Temos, no entanto, uma outra vertente que tem sido explorada da pior forma, a exposição sensacionalista das vítimas, sobretudo no respeitante a quem perdeu os seus haveres, de uma forma quase obscena que nada tem a ver com o dever de informar.

Existe uma manifesta e lamentável predisposição para passar até à exaustão imagens de quem chora, grita ou lamenta, das quais não se pode tirar nenhuma conclusão que aquelas que há muito conhecemos, e que são as trágicas consequências dos incêndios, mas que acabam por expor seres humanos, que merecem o nosso respeito e solidariedade, de forma pouco digna, instrumentalizados como meros factores de aumento de audiências.

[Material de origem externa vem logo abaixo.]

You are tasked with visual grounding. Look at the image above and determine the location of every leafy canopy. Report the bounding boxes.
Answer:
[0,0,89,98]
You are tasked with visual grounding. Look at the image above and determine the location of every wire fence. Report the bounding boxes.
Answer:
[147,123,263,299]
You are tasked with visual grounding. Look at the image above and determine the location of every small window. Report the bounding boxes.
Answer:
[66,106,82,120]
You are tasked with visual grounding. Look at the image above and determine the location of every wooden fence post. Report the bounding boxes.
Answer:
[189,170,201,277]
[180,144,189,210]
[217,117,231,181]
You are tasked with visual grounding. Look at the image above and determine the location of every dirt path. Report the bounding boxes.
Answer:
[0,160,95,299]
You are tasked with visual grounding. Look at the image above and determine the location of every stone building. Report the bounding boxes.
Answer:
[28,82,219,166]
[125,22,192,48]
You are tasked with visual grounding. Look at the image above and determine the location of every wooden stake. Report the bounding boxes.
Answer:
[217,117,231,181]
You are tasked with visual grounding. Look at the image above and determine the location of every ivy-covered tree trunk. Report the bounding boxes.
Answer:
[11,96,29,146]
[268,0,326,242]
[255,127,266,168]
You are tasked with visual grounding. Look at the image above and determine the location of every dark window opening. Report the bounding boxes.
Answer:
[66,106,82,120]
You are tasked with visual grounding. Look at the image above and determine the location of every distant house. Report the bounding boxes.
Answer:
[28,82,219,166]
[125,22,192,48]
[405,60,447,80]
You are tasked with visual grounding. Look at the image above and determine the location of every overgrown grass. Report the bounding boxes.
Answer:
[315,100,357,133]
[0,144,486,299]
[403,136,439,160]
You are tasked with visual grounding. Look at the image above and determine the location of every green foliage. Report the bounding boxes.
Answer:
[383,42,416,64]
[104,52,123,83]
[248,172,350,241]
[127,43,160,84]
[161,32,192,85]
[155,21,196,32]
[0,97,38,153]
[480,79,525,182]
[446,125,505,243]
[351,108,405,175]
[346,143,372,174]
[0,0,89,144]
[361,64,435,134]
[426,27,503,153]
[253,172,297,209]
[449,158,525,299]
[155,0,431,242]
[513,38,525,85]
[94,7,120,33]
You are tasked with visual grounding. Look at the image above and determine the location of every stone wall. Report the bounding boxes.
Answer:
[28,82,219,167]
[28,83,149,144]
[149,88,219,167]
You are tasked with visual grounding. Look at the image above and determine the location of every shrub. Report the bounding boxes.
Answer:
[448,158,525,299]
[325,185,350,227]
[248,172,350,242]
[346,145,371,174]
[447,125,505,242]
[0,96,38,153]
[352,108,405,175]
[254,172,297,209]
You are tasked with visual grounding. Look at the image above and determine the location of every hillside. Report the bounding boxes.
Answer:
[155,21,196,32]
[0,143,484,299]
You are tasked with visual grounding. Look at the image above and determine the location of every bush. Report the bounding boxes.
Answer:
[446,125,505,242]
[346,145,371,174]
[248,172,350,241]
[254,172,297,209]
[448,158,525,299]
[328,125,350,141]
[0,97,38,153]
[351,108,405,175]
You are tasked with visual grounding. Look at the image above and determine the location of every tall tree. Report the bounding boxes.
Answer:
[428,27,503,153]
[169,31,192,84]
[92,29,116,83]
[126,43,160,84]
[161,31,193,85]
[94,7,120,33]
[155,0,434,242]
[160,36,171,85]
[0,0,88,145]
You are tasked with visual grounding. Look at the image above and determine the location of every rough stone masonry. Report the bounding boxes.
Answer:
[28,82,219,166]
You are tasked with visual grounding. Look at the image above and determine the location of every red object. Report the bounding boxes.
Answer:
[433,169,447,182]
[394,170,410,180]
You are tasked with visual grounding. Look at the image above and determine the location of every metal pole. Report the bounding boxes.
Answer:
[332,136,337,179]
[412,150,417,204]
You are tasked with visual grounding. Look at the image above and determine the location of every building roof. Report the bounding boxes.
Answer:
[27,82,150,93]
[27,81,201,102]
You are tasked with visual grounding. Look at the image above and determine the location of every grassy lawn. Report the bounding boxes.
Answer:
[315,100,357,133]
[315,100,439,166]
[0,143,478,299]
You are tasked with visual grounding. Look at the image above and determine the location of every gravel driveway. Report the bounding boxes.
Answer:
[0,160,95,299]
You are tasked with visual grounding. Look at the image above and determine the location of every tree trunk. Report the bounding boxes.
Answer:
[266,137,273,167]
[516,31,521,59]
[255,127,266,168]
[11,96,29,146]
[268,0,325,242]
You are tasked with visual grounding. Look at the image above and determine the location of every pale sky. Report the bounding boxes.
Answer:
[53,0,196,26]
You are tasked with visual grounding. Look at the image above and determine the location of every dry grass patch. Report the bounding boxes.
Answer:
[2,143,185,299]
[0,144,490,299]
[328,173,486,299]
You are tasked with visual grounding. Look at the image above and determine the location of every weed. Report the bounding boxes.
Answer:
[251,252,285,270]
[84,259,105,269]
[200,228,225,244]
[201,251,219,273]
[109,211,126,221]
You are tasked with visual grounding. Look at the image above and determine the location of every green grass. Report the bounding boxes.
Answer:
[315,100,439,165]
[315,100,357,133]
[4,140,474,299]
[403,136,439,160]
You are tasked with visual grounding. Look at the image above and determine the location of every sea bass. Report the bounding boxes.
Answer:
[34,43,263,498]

Não consideramos que da transmissão de imagens de fogos resulte um aumento de incidências que justifique medidas restritivas, mas que toda a envolvência humana tem, forçosamente, que ser tratada com um cuidado e um respeito que até agora não se verificou, sob pena de multiplicar os traumas das vítimas, sacrificadas, quem sabe mais uma vez, a meros interesses económicos que nada têm a ver com o dever de informar e o direito de ser informado.

Igualmente grave, é a tendência para o esquecimento uma vez que se verifique que o filão dos incêndios e de todas as tragédias humanas que daí resultam deixam de garantir o nível de audiências pretendido, altura em que, encontrado um novo interesse que habitualmente coincide com o regresso das férias e o reinício da actividade política, os fogos que alimentaram os orgãos de comunicação social durante o Verão, subitamente desaparecem.

Sem recorrer a mecanismos de censura, e sabendo que a auto-regulação tem tendência a não funcionar quando as contrapartidas financeiras falam mais alto, a existência de uma entidade reguladora e de regras parece essencial para moralizar uma actividade cujo impacto social é por demais conhecido.